Geometric Action Model for Robot Policy Learning
中文标题: 面向机器人策略学习的几何动作模型
英文摘要
The paper introduces the Geometric Action Model (GAM), a language-conditioned manipulation policy that leverages a pretrained geometric foundation model (GFM) to explicitly incorporate 3D geometry for contact-rich tasks. GAM splits the GFM at an intermediate layer, using shallow layers for observation encoding and inserting a causal future predictor that forecasts future latent tokens based on language, proprioception, and action history. The predicted tokens are then processed by the remaining GFM blocks, enabling a single backbone to jointly predict future geometry scenes and robot actions with minimal architectural changes. Across simulation and real-robot benchmarks, GAM achieves higher accuracy, robustness, speed, and model compactness compared to existing foundation-model-scale baselines.
中文摘要
该论文提出几何动作模型(GAM),一种语言条件下的操控策略,通过重构预训练的几何基础模型(GFM)显式引入3D几何信息以处理需要精细接触的任务。GAM在GFM的中间层进行拆分,浅层用于观测编码,并插入一个因果未来预测器,该预测器根据语言指令、本体感知和动作历史预测未来的隐式令牌。预测的令牌随后流经剩余的GFM模块,使得同一骨干网络能以最小的架构改动同时输出未来几何场景和机器人动作。在仿真和真实机器人基准测试中,GAM在准确性、鲁棒性、速度和模型轻量化方面均优于现有的基础模型规模方法。
关键要点
Problem: Current vision-language-action models and video world-action models operate on 2D frames or latent spaces, lacking explicit 3D geometric reasoning needed for precise manipulation.
问题:当前的视觉-语言-动作模型和视频世界-动作模型主要基于2D图像或隐空间,缺乏精确操控所需的显式3D几何推理。
Method: GAM repurposes a pretrained geometric foundation model by splitting it into an observation encoder and a future predictor, enabling the model to forecast future geometry and actions conditioned on language, proprioception, and history.
方法:GAM通过将预训练的几何基础模型拆分为观测编码器和未来预测器,使模型能够在语言、本体感知和历史条件下同时预测未来几何和动作。
Architecture: The causal future predictor is inserted at a split layer, and the remaining GFM blocks serve as a shared decoder for both future geometry and action outputs, preserving rich geometric priors with minimal modification.
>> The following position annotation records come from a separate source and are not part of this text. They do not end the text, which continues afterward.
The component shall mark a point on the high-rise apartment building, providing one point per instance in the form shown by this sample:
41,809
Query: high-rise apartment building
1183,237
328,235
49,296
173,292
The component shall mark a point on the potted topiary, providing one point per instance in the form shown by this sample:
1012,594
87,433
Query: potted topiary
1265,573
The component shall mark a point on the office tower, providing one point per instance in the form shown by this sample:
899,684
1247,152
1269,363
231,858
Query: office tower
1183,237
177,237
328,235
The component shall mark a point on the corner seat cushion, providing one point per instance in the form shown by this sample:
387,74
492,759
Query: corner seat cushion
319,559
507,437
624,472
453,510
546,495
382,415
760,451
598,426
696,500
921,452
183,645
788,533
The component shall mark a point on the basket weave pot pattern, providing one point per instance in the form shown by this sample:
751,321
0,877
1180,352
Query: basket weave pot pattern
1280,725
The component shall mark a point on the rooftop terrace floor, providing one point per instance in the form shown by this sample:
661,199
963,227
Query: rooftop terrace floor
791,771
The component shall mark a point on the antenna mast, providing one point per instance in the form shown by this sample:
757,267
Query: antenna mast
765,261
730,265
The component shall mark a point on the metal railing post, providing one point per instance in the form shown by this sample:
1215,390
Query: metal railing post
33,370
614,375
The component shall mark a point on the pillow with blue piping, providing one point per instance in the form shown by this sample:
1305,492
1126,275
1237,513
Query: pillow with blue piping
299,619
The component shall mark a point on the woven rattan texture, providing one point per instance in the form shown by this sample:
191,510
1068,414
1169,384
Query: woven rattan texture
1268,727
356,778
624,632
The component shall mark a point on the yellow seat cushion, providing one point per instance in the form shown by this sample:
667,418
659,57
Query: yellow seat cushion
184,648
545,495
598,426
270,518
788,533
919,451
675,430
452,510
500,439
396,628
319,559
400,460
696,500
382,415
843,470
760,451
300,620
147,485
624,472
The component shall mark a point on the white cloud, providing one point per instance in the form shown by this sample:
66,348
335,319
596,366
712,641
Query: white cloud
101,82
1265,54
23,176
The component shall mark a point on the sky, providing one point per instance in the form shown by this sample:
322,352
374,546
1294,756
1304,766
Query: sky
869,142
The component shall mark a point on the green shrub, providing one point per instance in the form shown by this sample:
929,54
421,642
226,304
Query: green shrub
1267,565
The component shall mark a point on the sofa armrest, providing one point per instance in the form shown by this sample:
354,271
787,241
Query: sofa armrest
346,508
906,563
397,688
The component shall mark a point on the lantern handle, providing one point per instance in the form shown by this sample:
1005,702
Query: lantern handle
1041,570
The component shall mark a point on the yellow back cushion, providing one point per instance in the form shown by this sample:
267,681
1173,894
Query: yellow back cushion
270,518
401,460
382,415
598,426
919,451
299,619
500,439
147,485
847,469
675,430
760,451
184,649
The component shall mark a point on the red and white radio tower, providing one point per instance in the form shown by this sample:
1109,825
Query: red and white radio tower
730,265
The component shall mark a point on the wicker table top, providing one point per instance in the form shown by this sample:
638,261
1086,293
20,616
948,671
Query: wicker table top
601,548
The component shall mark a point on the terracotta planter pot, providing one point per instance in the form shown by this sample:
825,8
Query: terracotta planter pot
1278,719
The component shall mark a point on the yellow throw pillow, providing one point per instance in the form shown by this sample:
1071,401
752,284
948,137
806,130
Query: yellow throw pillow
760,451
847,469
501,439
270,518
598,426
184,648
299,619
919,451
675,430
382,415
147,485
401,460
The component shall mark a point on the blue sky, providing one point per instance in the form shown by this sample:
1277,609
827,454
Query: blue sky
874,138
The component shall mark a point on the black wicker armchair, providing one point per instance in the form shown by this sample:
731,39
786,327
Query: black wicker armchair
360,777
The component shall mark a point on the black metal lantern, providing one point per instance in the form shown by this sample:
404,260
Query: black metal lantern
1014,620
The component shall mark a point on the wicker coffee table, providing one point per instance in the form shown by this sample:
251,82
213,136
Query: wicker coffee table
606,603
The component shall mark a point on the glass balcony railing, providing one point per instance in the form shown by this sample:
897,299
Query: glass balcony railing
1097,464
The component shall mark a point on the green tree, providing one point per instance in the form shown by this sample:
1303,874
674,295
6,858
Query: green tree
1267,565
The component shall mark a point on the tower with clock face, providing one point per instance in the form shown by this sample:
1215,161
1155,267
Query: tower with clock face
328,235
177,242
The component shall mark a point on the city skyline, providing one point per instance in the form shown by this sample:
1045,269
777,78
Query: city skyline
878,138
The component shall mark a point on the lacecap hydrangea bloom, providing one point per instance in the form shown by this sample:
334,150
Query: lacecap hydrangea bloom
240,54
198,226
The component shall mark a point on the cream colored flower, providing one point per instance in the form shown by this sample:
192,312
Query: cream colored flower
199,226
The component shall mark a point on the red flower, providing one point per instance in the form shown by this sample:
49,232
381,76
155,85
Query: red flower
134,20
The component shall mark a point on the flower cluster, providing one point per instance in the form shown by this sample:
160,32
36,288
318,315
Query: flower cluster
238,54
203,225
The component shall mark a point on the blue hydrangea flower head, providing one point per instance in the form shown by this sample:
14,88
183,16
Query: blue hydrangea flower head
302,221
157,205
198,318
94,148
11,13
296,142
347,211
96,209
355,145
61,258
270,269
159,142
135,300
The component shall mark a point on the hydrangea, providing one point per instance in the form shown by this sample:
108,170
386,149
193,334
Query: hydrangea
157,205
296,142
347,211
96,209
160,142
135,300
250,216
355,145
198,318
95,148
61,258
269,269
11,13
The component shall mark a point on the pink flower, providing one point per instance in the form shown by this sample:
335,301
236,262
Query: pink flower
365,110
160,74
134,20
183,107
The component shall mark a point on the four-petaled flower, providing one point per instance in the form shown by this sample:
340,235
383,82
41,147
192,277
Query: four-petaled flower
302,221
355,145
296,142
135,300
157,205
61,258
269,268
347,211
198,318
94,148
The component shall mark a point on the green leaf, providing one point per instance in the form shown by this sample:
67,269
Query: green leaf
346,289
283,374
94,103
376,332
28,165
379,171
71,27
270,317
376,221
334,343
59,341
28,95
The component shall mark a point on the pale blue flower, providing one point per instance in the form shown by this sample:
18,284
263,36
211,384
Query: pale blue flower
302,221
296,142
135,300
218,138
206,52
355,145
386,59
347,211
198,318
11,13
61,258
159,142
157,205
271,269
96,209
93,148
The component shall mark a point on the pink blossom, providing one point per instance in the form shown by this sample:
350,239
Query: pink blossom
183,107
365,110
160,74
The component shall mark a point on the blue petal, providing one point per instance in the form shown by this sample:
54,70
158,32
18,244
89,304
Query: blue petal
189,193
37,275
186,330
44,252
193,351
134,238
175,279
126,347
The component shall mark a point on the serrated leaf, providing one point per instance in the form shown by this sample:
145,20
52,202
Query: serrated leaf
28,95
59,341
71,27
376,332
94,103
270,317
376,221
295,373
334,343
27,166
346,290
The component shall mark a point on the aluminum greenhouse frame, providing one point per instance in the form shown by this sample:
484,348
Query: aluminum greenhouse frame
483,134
架构:在分裂层插入因果未来预测器,剩余的GFM模块作为未来几何和动作输出的共享解码器,以最小的修改保留了丰富的几何先验。
Performance: On simulation and real-robot manipulation benchmarks, GAM outperforms foundation-model-scale baselines in accuracy, robustness, speed, and model size.
性能:在仿真和真实机器人操控基准测试中,GAM在准确性、鲁棒性、速度和模型大小方面均优于基础模型规模的基线方法。